Employment Expenses are unreimbursed costs that employees incur while performing their job duties, including items like uniforms, tools, professional dues, work-related travel, home office expenses for employees, and continuing education. The tax treatment of employment expenses changed significantly in 2018, drastically reducing the ability of most employees to deduct work-related costs on their federal tax returns.
Prior to 2018, employees could deduct unreimbursed employment expenses as miscellaneous itemized deductions on Schedule A, subject to a 2% of adjusted gross income floor. Common deductible expenses included job-related travel and transportation, professional dues and subscriptions, work-related education expenses, uniforms and work clothes not suitable for everyday wear, tools and supplies required for work, home office expenses for employees if for the employer’s convenience, union dues, and job search expenses in the same occupation.
The Tax Cuts and Jobs Act suspended the deduction for unreimbursed employee business expenses for tax years 2018 through 2025. This means most employees can no longer deduct work-related expenses on their federal tax returns, even if their employer doesn’t reimburse them.
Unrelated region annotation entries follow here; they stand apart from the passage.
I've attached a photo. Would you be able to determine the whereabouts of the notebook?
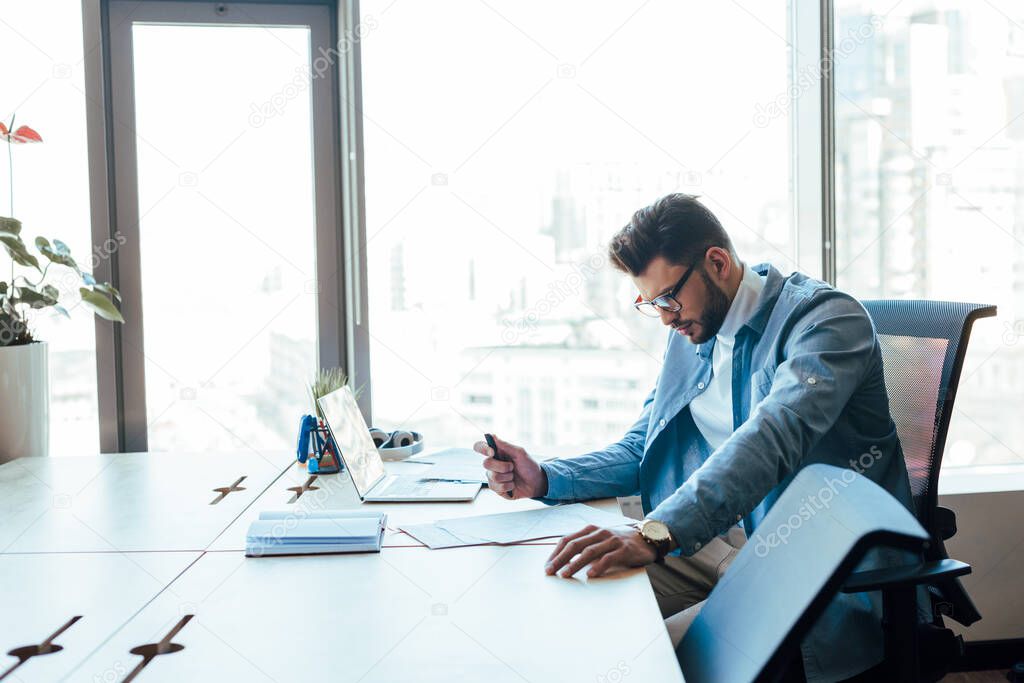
[246,510,387,557]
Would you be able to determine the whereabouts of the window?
[360,0,796,455]
[0,0,98,456]
[93,5,341,452]
[835,0,1024,467]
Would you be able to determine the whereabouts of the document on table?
[246,510,387,557]
[399,503,634,548]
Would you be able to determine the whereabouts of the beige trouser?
[647,526,746,647]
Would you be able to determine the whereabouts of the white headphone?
[370,427,423,460]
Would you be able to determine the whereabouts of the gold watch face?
[640,519,669,543]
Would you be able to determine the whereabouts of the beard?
[673,269,732,344]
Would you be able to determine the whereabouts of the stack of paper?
[246,510,387,557]
[400,503,634,549]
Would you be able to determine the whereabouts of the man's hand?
[473,436,548,499]
[544,524,657,579]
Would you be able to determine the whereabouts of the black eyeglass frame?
[633,263,697,317]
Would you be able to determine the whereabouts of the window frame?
[82,0,354,453]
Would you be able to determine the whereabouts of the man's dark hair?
[608,193,735,276]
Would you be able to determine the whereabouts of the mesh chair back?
[862,299,995,529]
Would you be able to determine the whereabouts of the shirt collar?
[717,265,764,340]
[695,263,785,360]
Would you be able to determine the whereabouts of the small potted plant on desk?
[0,119,124,464]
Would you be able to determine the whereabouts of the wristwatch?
[633,519,673,562]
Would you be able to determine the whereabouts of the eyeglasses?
[633,265,696,317]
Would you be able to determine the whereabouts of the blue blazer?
[542,264,913,681]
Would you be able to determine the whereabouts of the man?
[475,194,912,681]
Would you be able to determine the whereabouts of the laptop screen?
[317,386,384,498]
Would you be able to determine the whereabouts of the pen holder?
[295,415,344,474]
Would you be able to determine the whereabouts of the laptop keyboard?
[373,476,441,498]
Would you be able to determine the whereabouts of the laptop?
[316,386,483,503]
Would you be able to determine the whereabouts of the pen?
[483,434,515,498]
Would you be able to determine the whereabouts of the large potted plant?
[0,119,124,463]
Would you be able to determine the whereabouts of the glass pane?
[0,5,99,456]
[360,0,796,455]
[129,25,316,451]
[836,0,1024,467]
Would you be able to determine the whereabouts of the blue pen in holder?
[295,415,344,474]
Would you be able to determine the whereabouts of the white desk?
[0,454,292,554]
[209,463,618,550]
[76,546,682,683]
[0,553,200,683]
[0,455,682,683]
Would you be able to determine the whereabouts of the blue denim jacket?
[542,264,913,681]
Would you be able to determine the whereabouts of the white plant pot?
[0,342,50,463]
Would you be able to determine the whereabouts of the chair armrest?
[932,505,956,541]
[842,559,971,593]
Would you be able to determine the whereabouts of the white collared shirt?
[690,265,766,449]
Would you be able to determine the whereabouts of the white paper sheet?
[400,503,634,548]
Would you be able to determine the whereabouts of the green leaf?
[0,231,39,270]
[36,237,81,272]
[78,287,125,323]
[0,216,22,234]
[13,285,57,308]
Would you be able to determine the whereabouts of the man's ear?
[705,247,732,282]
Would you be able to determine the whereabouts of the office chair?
[843,300,995,681]
[676,464,929,683]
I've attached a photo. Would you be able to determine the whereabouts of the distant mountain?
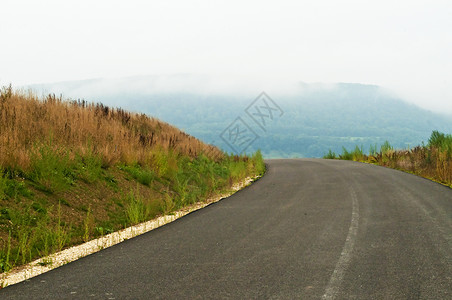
[24,75,452,158]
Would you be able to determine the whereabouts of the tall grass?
[0,87,265,273]
[324,131,452,187]
[0,86,224,172]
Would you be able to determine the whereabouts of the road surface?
[0,159,452,299]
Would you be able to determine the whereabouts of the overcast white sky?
[0,0,452,113]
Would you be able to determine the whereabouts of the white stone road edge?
[0,176,259,288]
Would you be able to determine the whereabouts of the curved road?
[0,159,452,299]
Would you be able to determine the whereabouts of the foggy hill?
[25,75,452,158]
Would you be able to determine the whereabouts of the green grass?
[324,131,452,187]
[0,141,265,272]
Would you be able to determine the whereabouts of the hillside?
[0,87,265,272]
[27,76,452,158]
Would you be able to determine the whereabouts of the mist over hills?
[26,75,452,158]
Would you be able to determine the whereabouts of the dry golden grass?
[368,146,452,187]
[0,87,224,170]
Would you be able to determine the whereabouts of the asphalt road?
[0,159,452,299]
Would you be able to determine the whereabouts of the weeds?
[0,86,265,272]
[324,131,452,187]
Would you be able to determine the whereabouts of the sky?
[0,0,452,114]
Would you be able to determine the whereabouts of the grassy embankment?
[0,87,265,273]
[324,131,452,187]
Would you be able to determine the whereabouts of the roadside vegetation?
[324,131,452,187]
[0,86,265,273]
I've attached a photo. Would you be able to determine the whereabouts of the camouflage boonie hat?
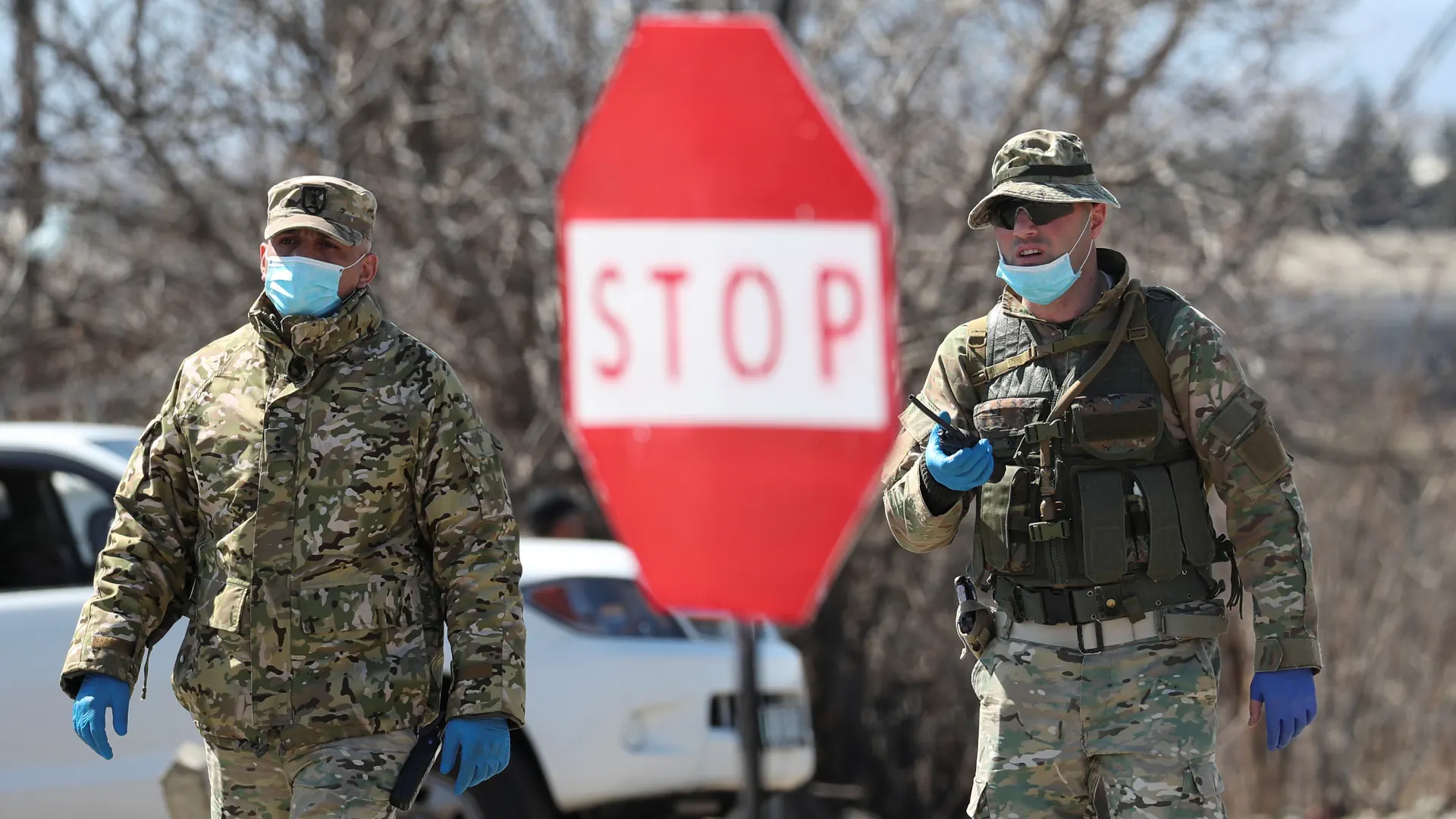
[264,177,374,245]
[965,130,1122,229]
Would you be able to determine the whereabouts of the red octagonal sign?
[557,16,899,623]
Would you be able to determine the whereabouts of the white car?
[0,422,814,819]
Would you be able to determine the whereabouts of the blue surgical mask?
[996,214,1092,305]
[264,253,369,316]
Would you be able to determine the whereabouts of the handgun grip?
[389,730,444,810]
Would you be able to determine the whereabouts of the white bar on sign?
[565,220,890,430]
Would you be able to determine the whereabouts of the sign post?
[557,14,900,816]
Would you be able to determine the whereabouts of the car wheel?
[400,771,488,819]
[470,742,562,819]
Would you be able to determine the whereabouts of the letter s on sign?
[592,267,632,379]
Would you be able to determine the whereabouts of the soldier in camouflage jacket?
[61,177,526,817]
[883,131,1320,817]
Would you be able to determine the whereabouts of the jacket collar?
[247,287,384,360]
[1000,248,1131,331]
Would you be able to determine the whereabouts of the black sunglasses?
[990,199,1073,231]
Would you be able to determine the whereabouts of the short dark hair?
[521,488,585,535]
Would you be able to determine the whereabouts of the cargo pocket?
[290,577,438,727]
[1184,755,1223,816]
[460,427,505,507]
[975,465,1035,574]
[172,577,250,720]
[965,771,990,819]
[191,577,249,634]
[1067,394,1163,460]
[299,580,422,635]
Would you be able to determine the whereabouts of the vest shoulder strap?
[961,313,992,403]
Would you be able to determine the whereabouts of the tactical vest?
[968,281,1228,623]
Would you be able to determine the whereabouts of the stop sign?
[557,14,899,623]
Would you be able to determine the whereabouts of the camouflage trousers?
[967,626,1225,819]
[206,730,415,819]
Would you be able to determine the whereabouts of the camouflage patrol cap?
[264,177,374,245]
[965,130,1122,229]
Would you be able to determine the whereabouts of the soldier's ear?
[1087,202,1106,239]
[358,252,378,287]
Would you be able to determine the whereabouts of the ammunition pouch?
[992,570,1223,625]
[956,577,996,659]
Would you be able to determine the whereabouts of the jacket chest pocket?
[297,579,424,639]
[304,411,415,544]
[191,422,262,521]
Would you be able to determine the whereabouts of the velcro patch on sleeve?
[1207,391,1261,446]
[1233,419,1288,485]
[92,634,131,653]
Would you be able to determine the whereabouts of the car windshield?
[92,438,136,457]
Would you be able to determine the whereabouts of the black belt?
[992,568,1223,625]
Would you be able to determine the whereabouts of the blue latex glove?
[924,411,996,493]
[71,673,131,759]
[1249,669,1320,751]
[440,717,511,792]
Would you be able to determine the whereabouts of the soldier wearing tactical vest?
[61,177,526,819]
[883,131,1320,817]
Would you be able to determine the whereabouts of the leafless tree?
[11,0,1456,817]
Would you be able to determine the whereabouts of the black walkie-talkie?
[389,690,446,810]
[910,395,980,455]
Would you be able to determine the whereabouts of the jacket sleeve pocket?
[191,577,249,634]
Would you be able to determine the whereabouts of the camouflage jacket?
[881,249,1320,670]
[61,290,526,745]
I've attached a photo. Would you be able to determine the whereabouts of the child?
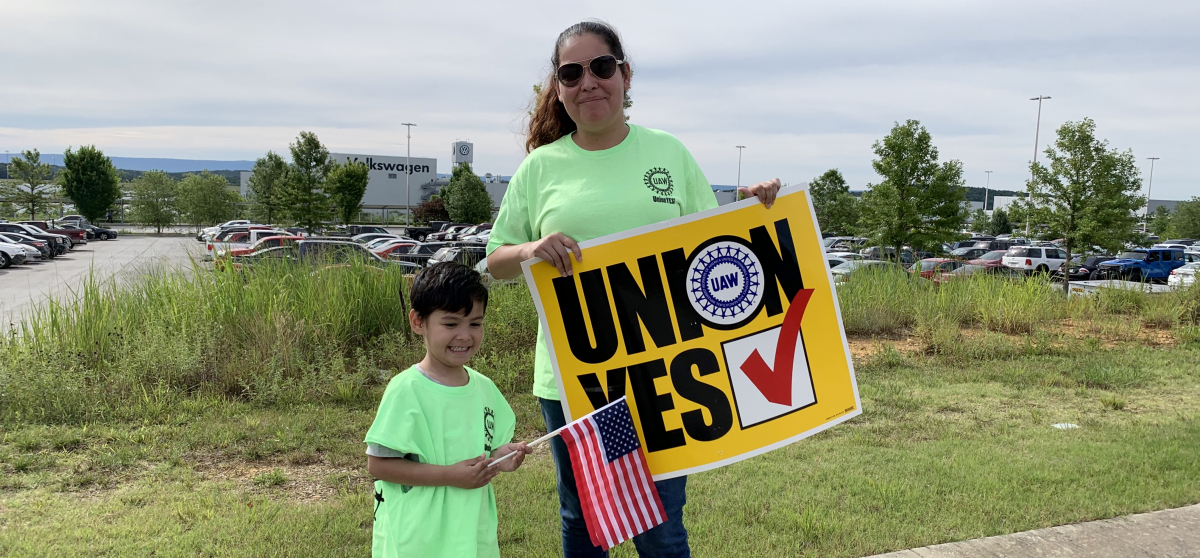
[366,262,529,558]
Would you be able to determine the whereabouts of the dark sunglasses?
[554,54,625,88]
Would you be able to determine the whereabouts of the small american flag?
[563,397,667,550]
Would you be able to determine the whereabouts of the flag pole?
[487,425,571,467]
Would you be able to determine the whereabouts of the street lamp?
[734,145,746,188]
[983,170,991,212]
[1141,157,1159,234]
[401,122,416,225]
[1025,95,1050,239]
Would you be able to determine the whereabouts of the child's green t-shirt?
[487,125,716,400]
[366,366,516,558]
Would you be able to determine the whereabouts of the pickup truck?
[17,221,88,248]
[1096,248,1187,282]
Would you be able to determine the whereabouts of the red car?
[908,258,962,280]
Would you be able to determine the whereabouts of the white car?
[1166,262,1200,289]
[1001,246,1067,274]
[0,242,29,268]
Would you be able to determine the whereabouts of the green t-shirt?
[366,366,516,558]
[487,125,716,400]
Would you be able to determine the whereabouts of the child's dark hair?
[412,262,487,319]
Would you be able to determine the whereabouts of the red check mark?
[742,289,814,406]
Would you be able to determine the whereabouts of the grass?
[0,262,1200,557]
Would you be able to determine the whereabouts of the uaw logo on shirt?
[688,236,762,329]
[642,167,674,204]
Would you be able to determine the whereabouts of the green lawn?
[0,338,1200,557]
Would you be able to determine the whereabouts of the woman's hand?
[738,179,782,209]
[492,442,533,473]
[529,230,580,277]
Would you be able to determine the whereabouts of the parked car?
[950,246,990,260]
[1166,262,1200,289]
[1003,246,1067,274]
[0,223,71,258]
[1050,256,1112,281]
[859,246,917,265]
[84,224,116,240]
[0,238,34,268]
[932,264,1025,286]
[0,233,52,259]
[425,246,487,268]
[1096,248,1187,281]
[17,221,88,250]
[829,259,895,283]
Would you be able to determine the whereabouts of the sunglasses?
[554,54,625,88]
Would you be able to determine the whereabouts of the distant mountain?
[109,157,254,173]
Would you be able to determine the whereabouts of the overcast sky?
[0,0,1200,199]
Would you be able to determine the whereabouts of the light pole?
[1141,157,1159,234]
[401,122,416,225]
[1025,95,1050,235]
[734,145,746,190]
[983,170,991,214]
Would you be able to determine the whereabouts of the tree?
[175,170,241,229]
[130,170,179,234]
[413,194,450,224]
[1171,197,1200,239]
[445,163,492,223]
[988,209,1013,236]
[4,149,56,218]
[1027,119,1146,293]
[859,120,967,254]
[246,151,288,223]
[325,161,371,224]
[809,168,859,235]
[59,145,121,221]
[280,132,332,233]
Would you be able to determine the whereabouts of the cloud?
[0,0,1200,198]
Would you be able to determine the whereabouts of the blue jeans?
[538,397,691,558]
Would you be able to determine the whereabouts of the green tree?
[175,170,241,229]
[4,149,58,218]
[130,170,179,234]
[444,163,492,223]
[59,145,121,221]
[413,194,450,224]
[988,209,1013,236]
[325,161,371,224]
[1171,197,1200,239]
[246,151,288,223]
[859,120,967,254]
[1027,119,1146,292]
[280,132,332,233]
[809,168,859,235]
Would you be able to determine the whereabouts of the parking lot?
[0,236,203,328]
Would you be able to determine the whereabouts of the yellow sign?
[524,187,860,480]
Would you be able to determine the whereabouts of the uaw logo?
[642,167,674,196]
[688,236,762,328]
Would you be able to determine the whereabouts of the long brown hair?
[526,20,634,152]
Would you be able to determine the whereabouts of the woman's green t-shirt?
[487,125,716,400]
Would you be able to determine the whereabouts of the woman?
[487,22,779,558]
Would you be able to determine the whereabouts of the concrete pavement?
[871,504,1200,558]
[0,236,203,321]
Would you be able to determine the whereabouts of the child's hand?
[446,454,496,490]
[492,442,533,473]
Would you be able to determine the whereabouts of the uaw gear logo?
[642,167,674,196]
[688,236,762,328]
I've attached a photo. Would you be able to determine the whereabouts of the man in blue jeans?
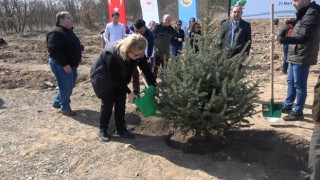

This change particularly impacted teachers, outside sales representatives, performing artists, and other employees with substantial unreimbursed work expenses.
Important exceptions allow certain employees to continue deducting employment expenses. Armed Forces reservists, qualified performing artists, fee-basis state or local government officials, and employees with impairment-related work expenses can still deduct qualifying employment expenses as adjustments to income on Schedule 1, not as itemized deductions. Educators can deduct up to $300 in qualified classroom expenses ($600 for married couples both working as educators).
Some states continue to allow employment expense deductions on state tax returns even though federal deductions are suspended. Employees should explore reimbursement arrangements with employers, as employer reimbursements through accountable plans are not taxable to employees and provide better tax benefits than deductions would. The employment expense deduction suspension is scheduled to expire after 2025, potentially restoring deductibility unless Congress extends the elimination.